Often grocery stores will have a shelf where they put discounted items such as produce that is bruised, items that are about to expire or products that are no longer going to be stocked. Have a look at this when you go shopping and you may be surprised what you find! Often the produce is still in great shape minus a few bruises or blemishes, which you can cut off, and the items that are near expiry are great to get as long as you use them up quickly. It is also a great chance to try something new that you may not buy otherwise because it is more expensive or because you are unsure of how to use it in your cooking. If it is on the markdown shelf, challenge yourself to figure out how to use it and take advantage of the bargain at the same time!
Check the sales flyers every week and see what is on sale and then plan your meals and shopping accordingly. If you have access to more than one grocery store, view the flyers for each one and shop at the store that seems to have better sales that week, or more items on sale that you are likely to use. If need be, and if it is an option for you, split your shopping and go to both stores, purchasing according to the sales for each one. Just be careful not to overspend at either so that the total of what you spend doesn't end up being more than what you would if you shopped at one alone!
Each week, before you go shopping for groceries, sit down and plan out what you are going to have for meals that week. Use the sales flyer to plan your meals around what is on sale and then make a complete list based on your ingredients. Doing this ensures you don't buy excess food at the grocery store that is likely to go to waste, and it also helps to ensure that you have everything you need when it comes time to cook and you can't make any excuses as to why you can't cook dinner tonight.
One of the biggest money sucks is buying things that are premade, prepackaged, or packaged for convenience. Things like individually packaged dinners, individually packaged protein and smoothie packs, or premade products that you could just make yourself. One of the best ways to stay on budget while eating healthy, is to simply buy ingredients. Buy all your veggies and fruit whole, not the ones that the store precuts for you, and buy your oats and grains as an ingredient, not the ones that are combined in the package with other things like chia seeds, hemp hearts, dried fruit etc. You can make those cereals at home cheaper and in a far larger quantity by just buying your own ingredients and combining them together.
Many products are the same regardless of whether they are the brand name or no name selection. For example things like food wraps, foil and food storage bags aren't that different whether they are the expensive brand or not. Certain staples like baking powder, flour, oats and dried fruits, you may also find to be no different regardless of the brand. Experiment yourself with purchasing both the name brand and no name brand of products and see if you notice a difference and if it is worth it to buy the more expensive option in the future.
You can either shop on a week to week basis, buying small quantifies of items that you know you will use up by the end of the week, or shop less frequently and buy things in larger quantities. The upfront cost will obviously be greater for the latter option, but you won't shop as often so it will likely work out to be the same. The caveat is that buying in bulk means you have to be okay to eat those same foods for quite a period of time, versus buying in smaller quantifies where things are gone within a few days and you can have some new food options to try. Do whichever one suits your lifestyle best, or whichever one you find you are able to save more!

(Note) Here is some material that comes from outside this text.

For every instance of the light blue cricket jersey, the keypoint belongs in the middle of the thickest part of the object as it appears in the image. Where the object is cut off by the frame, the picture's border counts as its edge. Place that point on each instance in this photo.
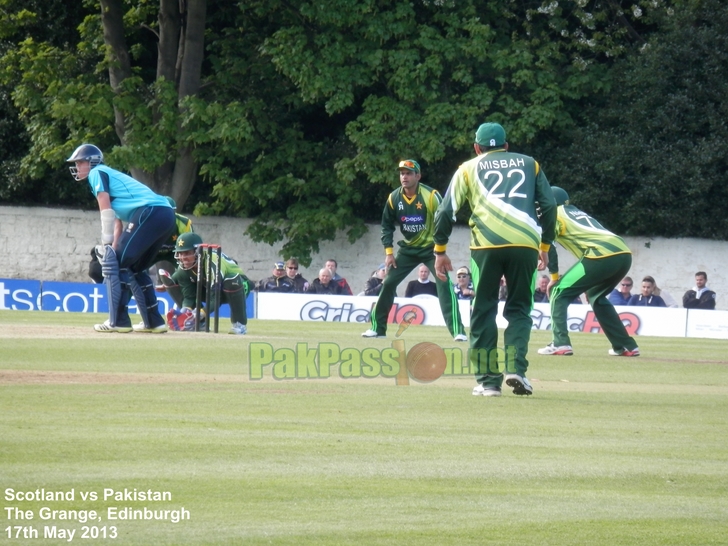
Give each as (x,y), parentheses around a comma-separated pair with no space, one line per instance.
(126,194)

Often the local, in-season fruits and vegetables will be cheaper, especially if you are able to get them at your local farmers market. Depending on where you live and what your seasons are like, this may not be possible in terms of availability or access to local fruits and vegetables. Also, sometimes local foods aren't necessarily that much cheaper and you may have to make a choice as to whether it is better to buy local or simply shop at the grocery store. Regardless check out your local market and see what you find!
One of the best things you can do to reduce how much you spend is to increase how much you use. We are used to throwing out an item if it is slightly bruised, or throwing out parts of fruit and veggies that we think are just the scraps. Start making better use of the whole food and aim for minimal to no waste. For example, if you buy a bag of carrots, some celery and cucumber, you can use them for eating raw, to make a juice and the first two as the basis of a pureed soup. When you make the juice you can use the pulp for homemade crackers or a quickbread, and when you make your soup, you can make a stock using the carrots and celery as the base, and them add them back in the soup before you puree it. Get creative with your food and figure out how you can waste less so you can save more!